One time they [the king of Ireland’s three sons: Ruide, Fiacha, and Eochaid] went to talk with their father at the Grave of the Druids [fert na ndruadh] to the northwest of Tara. Where have you come from? he asked them. From Echlais Banguba in the south, they replied, from the home of our nurse and guardian. They were dressed in beautiful cloaks: a green cloak on the eldest, Ruide; a fringed woolen cloak from the Land of Promise on Fiacha; and a blue one on Eochaid, who had a band of shining silver fastened across his chest with a golden pin.
Young men, asked the king of Ireland, why have you come? To ask you for land and territory, they replied. The king was silent for a while before he answered: No father gave me land and territory, but my own ability and determination. I will not give you land. You must earn it yourselves.
They rose up as one and went to the green of Bruig na Bóinne where they sat with nobody near them.
What is your advice this night? asked Ruide.
Our advice, said his brothers, is that we fast against the Tuatha Dé Danann to be granted a kingdom, estates, land and great wealth from them.
They were not long there before they saw a … young man coming towards them.
What is your name? they asked.
Bodb Derb, son of the Dagda.
It was made known to the Tuatha Dé Danann that you would come here tonight to fast for lands and great wealth.
They stayed in that fairy mound for three days and three nights.
(Agallamh na senórach ‘The colloquy of the ancients’)
Four nights ago I slept inside the mound. My head, resting hard, on stone which once cradled cremated remains of the Mighty Dead. My back to the West, and the stone of Crom–fashioned in the likeness of the reek, Crom’s holy mountain, now a pilgrimage site to Patrick, the “driven, tormented British eccentric”–I arranged myself inside the recess, fetal like, and there I spent a long, dark night.
The weather on the west coast had turned cool and cloudy. The long forgotten valley, which leads to the cairns, is like another world; the narrow quarter of the speckled mountains. The path winds up through boggy ground, and as you leave the houses and road behind the necropolis appears suddenly before you. Cairns claim place of honor atop every ridge and peak. I was overcome by a feeling of watchfulness, and immediacy, as the cairns come into view quickly, without warning.

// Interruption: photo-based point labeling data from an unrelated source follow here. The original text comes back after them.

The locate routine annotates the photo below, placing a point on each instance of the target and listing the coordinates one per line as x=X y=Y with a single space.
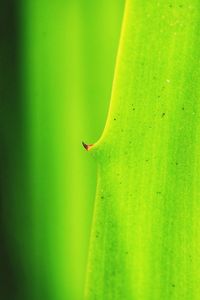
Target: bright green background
x=68 y=52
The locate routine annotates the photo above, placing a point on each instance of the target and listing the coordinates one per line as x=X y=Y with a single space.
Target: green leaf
x=146 y=226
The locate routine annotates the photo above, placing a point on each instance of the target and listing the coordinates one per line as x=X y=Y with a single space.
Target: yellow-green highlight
x=145 y=238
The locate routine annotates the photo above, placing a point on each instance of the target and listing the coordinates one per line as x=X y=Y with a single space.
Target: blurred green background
x=57 y=62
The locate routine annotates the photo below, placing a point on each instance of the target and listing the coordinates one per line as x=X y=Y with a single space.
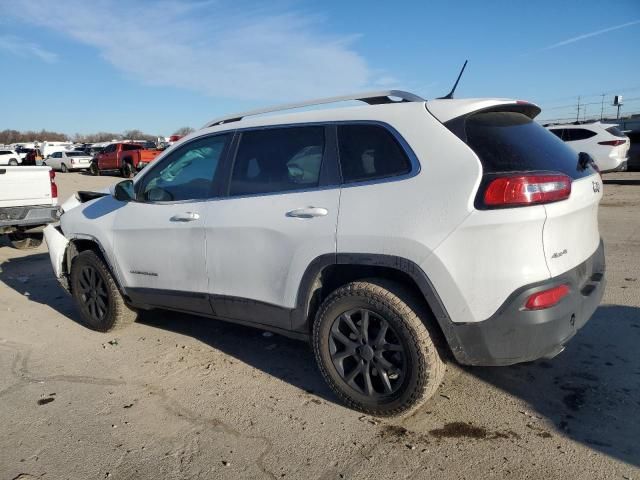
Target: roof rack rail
x=372 y=98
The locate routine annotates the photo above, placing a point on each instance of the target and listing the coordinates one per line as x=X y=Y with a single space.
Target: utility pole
x=617 y=102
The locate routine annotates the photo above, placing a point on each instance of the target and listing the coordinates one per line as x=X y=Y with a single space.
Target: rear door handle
x=308 y=212
x=185 y=217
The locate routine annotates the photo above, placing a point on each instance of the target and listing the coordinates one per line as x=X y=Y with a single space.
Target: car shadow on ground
x=281 y=357
x=591 y=391
x=286 y=359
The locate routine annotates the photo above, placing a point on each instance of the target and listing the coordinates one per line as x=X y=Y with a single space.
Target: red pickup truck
x=127 y=158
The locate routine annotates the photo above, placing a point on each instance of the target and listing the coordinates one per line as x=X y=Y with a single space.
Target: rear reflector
x=527 y=190
x=547 y=298
x=54 y=187
x=612 y=143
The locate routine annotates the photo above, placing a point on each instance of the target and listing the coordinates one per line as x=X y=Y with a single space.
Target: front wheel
x=96 y=294
x=24 y=241
x=373 y=345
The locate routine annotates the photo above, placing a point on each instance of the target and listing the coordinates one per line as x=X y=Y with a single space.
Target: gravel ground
x=175 y=396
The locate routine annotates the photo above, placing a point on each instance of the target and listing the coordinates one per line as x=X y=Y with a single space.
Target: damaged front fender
x=57 y=244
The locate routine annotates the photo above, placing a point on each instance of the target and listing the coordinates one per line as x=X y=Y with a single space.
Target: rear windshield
x=513 y=142
x=615 y=131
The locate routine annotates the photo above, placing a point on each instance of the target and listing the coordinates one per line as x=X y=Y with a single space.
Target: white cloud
x=23 y=48
x=591 y=34
x=209 y=47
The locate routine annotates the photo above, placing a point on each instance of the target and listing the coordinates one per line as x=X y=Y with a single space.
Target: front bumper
x=514 y=334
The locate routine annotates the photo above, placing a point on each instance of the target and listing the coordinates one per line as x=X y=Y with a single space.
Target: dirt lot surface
x=175 y=396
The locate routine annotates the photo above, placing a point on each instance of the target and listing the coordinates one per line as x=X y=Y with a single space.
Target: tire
x=25 y=241
x=404 y=366
x=127 y=170
x=96 y=294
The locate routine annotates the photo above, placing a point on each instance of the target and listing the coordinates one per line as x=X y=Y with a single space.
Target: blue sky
x=112 y=65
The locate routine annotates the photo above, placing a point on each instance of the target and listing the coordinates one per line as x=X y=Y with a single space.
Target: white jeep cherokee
x=388 y=235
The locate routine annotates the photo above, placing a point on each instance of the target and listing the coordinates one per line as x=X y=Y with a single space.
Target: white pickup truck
x=28 y=202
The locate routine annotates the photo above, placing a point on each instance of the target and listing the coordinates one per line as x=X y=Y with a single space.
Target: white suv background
x=606 y=144
x=391 y=236
x=9 y=157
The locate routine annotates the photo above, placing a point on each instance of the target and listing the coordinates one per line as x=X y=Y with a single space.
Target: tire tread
x=401 y=300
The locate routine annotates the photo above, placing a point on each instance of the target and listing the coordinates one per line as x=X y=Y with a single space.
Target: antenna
x=449 y=96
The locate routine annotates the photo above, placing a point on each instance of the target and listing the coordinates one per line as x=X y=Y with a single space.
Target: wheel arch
x=328 y=272
x=79 y=244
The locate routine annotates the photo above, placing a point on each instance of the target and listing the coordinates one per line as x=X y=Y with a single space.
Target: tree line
x=9 y=136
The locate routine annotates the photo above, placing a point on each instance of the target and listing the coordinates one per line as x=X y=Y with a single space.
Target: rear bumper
x=620 y=168
x=12 y=218
x=514 y=335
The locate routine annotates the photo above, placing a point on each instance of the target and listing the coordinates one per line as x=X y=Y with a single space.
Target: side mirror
x=124 y=191
x=584 y=160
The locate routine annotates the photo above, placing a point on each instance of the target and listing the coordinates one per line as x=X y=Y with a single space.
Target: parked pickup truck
x=28 y=202
x=126 y=158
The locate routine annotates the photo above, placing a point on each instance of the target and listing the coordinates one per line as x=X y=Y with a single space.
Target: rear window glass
x=557 y=132
x=513 y=142
x=615 y=131
x=573 y=134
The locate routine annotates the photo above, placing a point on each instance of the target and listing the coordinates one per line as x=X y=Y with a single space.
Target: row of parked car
x=605 y=143
x=126 y=158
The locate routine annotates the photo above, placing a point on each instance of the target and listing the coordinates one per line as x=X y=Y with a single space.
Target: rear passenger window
x=369 y=152
x=278 y=160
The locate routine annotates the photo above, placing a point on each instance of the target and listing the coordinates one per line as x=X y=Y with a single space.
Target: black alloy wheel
x=367 y=353
x=93 y=292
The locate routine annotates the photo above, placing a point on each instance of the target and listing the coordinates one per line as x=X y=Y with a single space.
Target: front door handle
x=185 y=217
x=308 y=212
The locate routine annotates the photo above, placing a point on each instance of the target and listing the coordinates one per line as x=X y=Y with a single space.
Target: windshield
x=513 y=142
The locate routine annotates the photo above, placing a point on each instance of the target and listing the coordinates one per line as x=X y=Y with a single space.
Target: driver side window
x=187 y=174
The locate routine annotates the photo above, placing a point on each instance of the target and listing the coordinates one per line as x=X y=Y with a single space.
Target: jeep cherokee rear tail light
x=612 y=143
x=547 y=298
x=54 y=187
x=519 y=190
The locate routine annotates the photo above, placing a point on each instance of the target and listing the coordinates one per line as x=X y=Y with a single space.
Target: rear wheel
x=96 y=294
x=24 y=241
x=373 y=345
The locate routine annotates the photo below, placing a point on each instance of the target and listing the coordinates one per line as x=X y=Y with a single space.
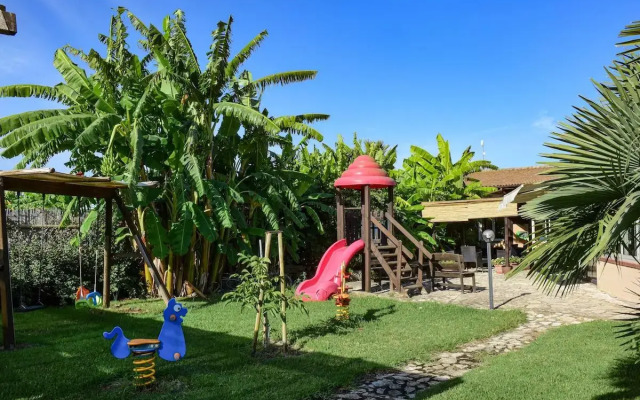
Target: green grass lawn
x=63 y=353
x=574 y=362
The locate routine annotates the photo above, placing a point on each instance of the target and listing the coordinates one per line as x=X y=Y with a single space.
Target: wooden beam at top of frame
x=60 y=188
x=8 y=25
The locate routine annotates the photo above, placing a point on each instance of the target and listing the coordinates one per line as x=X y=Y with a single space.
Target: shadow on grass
x=68 y=355
x=512 y=299
x=332 y=326
x=624 y=377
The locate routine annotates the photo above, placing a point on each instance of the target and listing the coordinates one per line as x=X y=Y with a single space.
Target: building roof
x=511 y=177
x=48 y=181
x=466 y=210
x=364 y=171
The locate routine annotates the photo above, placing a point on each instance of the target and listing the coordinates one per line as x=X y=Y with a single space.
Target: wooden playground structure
x=47 y=181
x=384 y=250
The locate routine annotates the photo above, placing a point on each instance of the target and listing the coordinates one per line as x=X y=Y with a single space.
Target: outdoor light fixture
x=489 y=236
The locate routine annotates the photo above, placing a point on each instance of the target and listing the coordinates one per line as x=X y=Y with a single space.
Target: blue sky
x=401 y=71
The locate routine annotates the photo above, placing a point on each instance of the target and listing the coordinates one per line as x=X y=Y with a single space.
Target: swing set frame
x=48 y=181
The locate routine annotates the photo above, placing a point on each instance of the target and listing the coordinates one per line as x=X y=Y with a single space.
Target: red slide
x=325 y=282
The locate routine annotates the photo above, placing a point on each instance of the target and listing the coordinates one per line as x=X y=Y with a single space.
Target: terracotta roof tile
x=511 y=177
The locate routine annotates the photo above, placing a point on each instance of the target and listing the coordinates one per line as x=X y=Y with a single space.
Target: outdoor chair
x=471 y=256
x=451 y=266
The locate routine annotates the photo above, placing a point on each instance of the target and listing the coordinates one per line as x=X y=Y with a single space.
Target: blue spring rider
x=170 y=345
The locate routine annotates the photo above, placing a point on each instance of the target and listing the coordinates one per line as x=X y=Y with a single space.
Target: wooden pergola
x=47 y=181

As I began my ascent up the bumpy mountain, the cairns slid from view. My attention was then drawn back down the valley, to the north and the horizon. A vast expanse of small undulations spread below me, like a green ocean, and in the distance danced rock islands of strange proportion. Benbulbin loomed furthest, with its flat top and long, sharp-toothed sides. The Ox Mountains, with their strange shapes (reminiscent of the raised hairs on a wild boar’s back), hurried between me and the jaw-shaped Benbulbin. The scene brought to mind the story of Diarmuid’s tragic end. It was on Benbulbin that Fionn, jealous of Grainne’s love of Diarmuid, tricked him into hunting boar, though he was under geas not to. Diarmuid was gored, and though water could have saved him–and Lough Gill stretches long nearby–Fionn refused. This story is written in the landscape, and I watched as dark clouds, full of Grainne’s tears, rolled in from the Atlantic.
To understand the placing of offerings in storage pits, it is perhaps helpful to think of corn storage itself as, in a sense, a ritual or religious act, whereby the grain was given into the safe-keeping of the chthonic or underground gods. […] The animals which rotted in the ground, their blood and vital juices seeping into the earth, nourished the earth-gods in whose territory the pits were dug. – Animals in Celtic Life and Myth, Miranda Green.
I shifted myself then to the antechamber, a liminal space between the narrow birth-canal passage and the expansive inner chamber. As I sat there in the returning dark, my eyes slowly adjusting to the faint glow of night sky barely visible at the end of the passage, a blur of motion soared above my head: another and another, wings quick on the chill air. Bats were leaving the cairn for the hunt, darting around and above me, yet so close I could feel the subtle wind currents set in motion by their wings.
There is a saying that if you sleep on a mound you will either die, go mad, be replaced with a changeling, or become a poet. But in the tale of the King of Ireland’s sons, they went to the dwelling of their ancestors to demand a boon. That night, under a waning crescent moon of Lughnasadh, I sought the Ancients–who were long venerated here–to make a pledge ….. and to seek a blessing.
WARNING: If you visit an Irish megalithic structure, do NOT burn candles near the rock; do NOT climb on the mound (internal collapse can happen–these are 5000 year old temples!); do NOT remove stones (in fact, the tradition is to bring a stone to add to the cairn); do NOT etch your name into the rock; and remove ALL rubbish you find or brought. They are watching you!